FIG. 4 is a time chart of a control circuit according to an embodiment of the present invention.

FIG. 5 is a time chart for explaining a means for detecting the necessity of using a multi-input power supply according to the present invention.

FIG. 6 is a circuit diagram of another embodiment of the main part of the control circuit of the DC-DC converter of the present invention.

FIG. 7 is a circuit diagram of an embodiment of a DC-DC converter of a multi-input power supply to which the present invention is applied.

FIG. 8: DC-D using the present invention as a transformer coupling
It is a circuit diagram of one embodiment of a C converter.

FIG. 9 is a basic circuit diagram of a DC-DC converter using two types of DC input power supplies to which the present invention is applied.

FIG. 10 is a block circuit diagram showing one embodiment of a control circuit of a conventional DC-DC converter.

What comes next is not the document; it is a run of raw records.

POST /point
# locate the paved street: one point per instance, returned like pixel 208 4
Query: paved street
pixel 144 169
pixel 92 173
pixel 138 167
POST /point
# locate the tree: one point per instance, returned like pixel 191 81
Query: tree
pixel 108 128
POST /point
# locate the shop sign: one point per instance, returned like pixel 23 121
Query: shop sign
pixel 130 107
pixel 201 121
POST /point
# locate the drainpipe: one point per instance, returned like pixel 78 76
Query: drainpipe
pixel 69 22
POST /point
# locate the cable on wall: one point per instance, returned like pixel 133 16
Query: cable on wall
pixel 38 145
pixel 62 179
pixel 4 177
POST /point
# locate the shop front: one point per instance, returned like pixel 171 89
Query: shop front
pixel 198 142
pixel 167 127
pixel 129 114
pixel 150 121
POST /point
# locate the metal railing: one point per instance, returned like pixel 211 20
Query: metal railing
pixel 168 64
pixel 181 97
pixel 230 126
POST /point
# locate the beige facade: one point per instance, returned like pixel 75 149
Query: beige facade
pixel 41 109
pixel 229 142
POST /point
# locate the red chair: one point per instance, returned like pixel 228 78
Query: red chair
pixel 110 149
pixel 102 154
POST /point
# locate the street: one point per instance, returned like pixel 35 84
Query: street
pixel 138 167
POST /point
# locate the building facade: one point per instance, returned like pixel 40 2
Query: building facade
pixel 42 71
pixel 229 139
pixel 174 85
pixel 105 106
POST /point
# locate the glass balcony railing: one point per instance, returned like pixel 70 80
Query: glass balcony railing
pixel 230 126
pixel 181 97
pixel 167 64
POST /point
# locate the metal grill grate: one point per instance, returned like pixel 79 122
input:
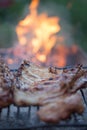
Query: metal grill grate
pixel 25 117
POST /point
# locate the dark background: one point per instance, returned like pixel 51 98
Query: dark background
pixel 12 10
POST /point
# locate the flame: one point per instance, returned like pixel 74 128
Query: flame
pixel 37 32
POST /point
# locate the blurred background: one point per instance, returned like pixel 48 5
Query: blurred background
pixel 72 13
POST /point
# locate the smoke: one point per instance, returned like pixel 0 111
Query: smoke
pixel 62 12
pixel 53 9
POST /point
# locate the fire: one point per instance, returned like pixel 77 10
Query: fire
pixel 37 32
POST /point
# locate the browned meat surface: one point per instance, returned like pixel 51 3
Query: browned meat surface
pixel 6 80
pixel 29 74
pixel 62 97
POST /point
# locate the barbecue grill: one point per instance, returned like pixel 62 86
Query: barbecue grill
pixel 25 117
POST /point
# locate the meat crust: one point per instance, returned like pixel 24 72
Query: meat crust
pixel 27 77
pixel 6 80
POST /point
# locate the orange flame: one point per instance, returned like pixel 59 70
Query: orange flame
pixel 38 31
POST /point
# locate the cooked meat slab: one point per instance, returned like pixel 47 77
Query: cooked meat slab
pixel 63 99
pixel 29 74
pixel 6 80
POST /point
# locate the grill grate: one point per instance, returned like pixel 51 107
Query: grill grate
pixel 25 117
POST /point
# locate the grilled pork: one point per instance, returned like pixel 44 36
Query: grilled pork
pixel 63 97
pixel 6 80
pixel 27 76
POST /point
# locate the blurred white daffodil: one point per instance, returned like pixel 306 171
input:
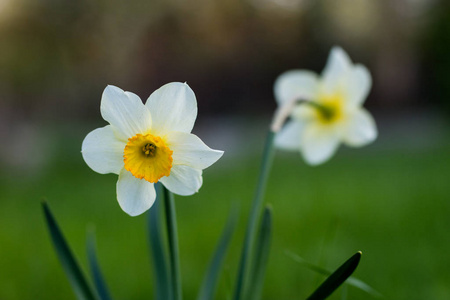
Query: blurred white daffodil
pixel 148 143
pixel 324 110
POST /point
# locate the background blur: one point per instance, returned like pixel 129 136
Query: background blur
pixel 390 199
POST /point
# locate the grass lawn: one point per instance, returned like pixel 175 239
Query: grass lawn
pixel 392 204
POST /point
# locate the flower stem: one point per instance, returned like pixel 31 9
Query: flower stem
pixel 172 235
pixel 255 214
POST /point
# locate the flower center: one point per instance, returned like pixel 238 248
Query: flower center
pixel 147 157
pixel 328 109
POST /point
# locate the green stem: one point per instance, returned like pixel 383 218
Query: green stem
pixel 171 221
pixel 255 214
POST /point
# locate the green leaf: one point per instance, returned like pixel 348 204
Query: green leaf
pixel 172 237
pixel 245 263
pixel 350 281
pixel 96 273
pixel 262 247
pixel 337 278
pixel 209 284
pixel 76 278
pixel 158 247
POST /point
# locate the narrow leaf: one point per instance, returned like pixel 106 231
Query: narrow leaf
pixel 158 247
pixel 99 282
pixel 245 267
pixel 172 236
pixel 73 272
pixel 337 278
pixel 355 282
pixel 209 284
pixel 261 257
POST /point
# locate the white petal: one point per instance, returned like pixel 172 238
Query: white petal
pixel 188 149
pixel 173 107
pixel 359 85
pixel 102 151
pixel 295 84
pixel 125 112
pixel 135 195
pixel 336 71
pixel 183 180
pixel 360 129
pixel 318 143
pixel 289 136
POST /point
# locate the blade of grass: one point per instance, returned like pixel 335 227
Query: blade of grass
pixel 209 284
pixel 73 272
pixel 337 278
pixel 157 245
pixel 171 221
pixel 243 276
pixel 355 282
pixel 262 247
pixel 96 273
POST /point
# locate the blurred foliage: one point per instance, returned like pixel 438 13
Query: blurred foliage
pixel 391 204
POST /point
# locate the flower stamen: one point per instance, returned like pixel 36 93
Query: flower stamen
pixel 147 157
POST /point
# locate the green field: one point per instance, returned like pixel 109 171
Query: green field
pixel 392 203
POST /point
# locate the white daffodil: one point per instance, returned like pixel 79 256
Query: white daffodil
pixel 148 143
pixel 326 110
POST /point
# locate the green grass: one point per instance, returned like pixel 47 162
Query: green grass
pixel 393 205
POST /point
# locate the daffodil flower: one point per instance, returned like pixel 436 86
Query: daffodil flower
pixel 326 110
pixel 148 143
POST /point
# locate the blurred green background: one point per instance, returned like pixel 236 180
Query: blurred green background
pixel 391 200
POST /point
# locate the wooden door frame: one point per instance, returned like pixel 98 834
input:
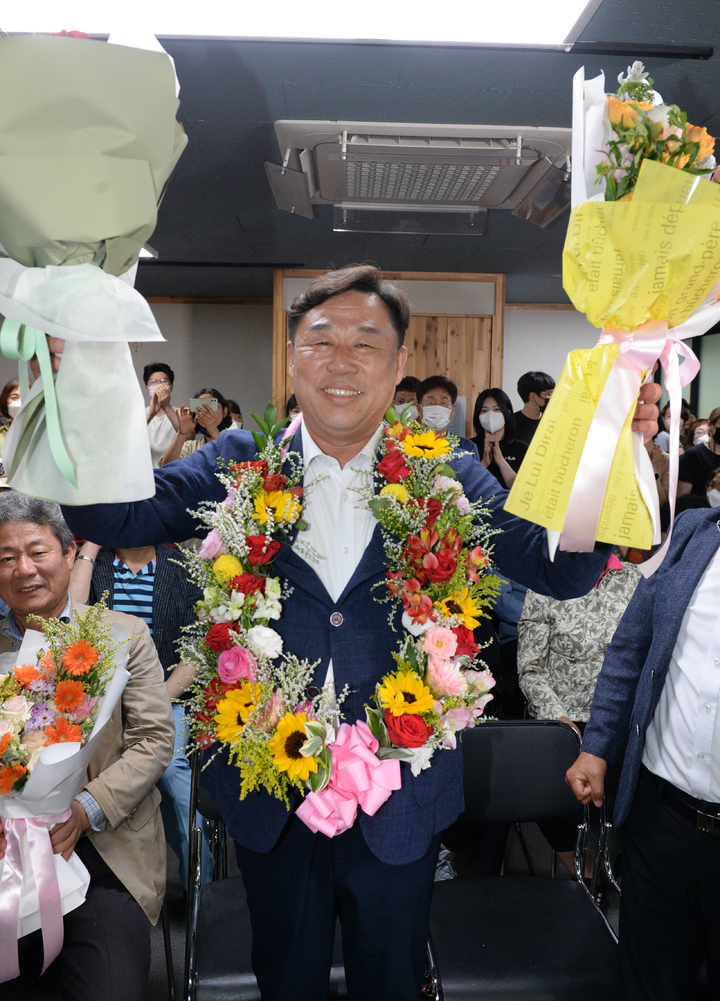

FIG. 11 is a time chart showing an example of a conventional control circuit.

[Explanation of symbols]

DESCRIPTION OF SYMBOLS 1 Oscillator circuit 2, 13 Switch operation control circuit 11 Starter circuit 12 First oscillator circuit 14 Second oscillator circuit 15, 26 Flip-flop circuit 21 Up counter 22 Inverter circuit 23, 25, 27 AND circuit 24 Down counter E1 Solar cell DC input power supply E2 DC input power supply by commercial power supply EM input power supply E0 Output voltage D1, D2, D0, DM, DR, D01, D02 Diode S1, S2, SM switch L Inductor C, C1 Capacitor R Load resistance N1, N2 NM, NR L or T primary winding N0 L or T secondary winding I1 E1 current I2 E2 current IM EM current I0 Current flowing to load R Tr1, Tr2 Transistor T Transformer

Claims (3)

[Claims] A plurality of DC input power supplies; an output circuit having a smoothing circuit; an inductor or transformer forming a magnetic circuit; and a plurality of DC input power supplies connected to the plurality of DC input power supplies and the output circuit, respectively. A winding connected to the plurality of DC input power supplies and a switch configured to serially connect the plurality of windings connected to the plurality of DC input power supplies, and detecting an output voltage of the output circuit. After turning on the switches during one cycle so as to correspond to the optimum input power of the first DC input power supply of the plurality of DC input power supplies, A DC-DC converter in which a switch of a second DC input power supply of the power supply is turned on only during a period of reaching the output voltage to supply power to the output circuit. After a required time has elapsed since the on-operation of the switch of the first DC input power supply was switched to the off-operation during the one cycle, the on-operation of the switch of the second DC input power supply is performed. A DC-DC converter characterized in that: 2. A capacitor charging / discharging circuit that turns on the switch of the second DC input power supply which is operated after a required time has elapsed since the ON operation of the switch of the first DC input power supply is switched to the OFF operation. 2. The DC-DC converter according to claim 1, wherein the DC-DC converter is operated by using a delay. 3. An on / off operation of a switch of the second DC input power supply, which is operated after a required time has elapsed since the on operation of the switch of the first DC input power supply is switched to an off operation, is added / subtracted by a counter. 2. The DC-DC converter according to claim 1, wherein the DC-DC converter is configured to perform a delay operation using a circuit.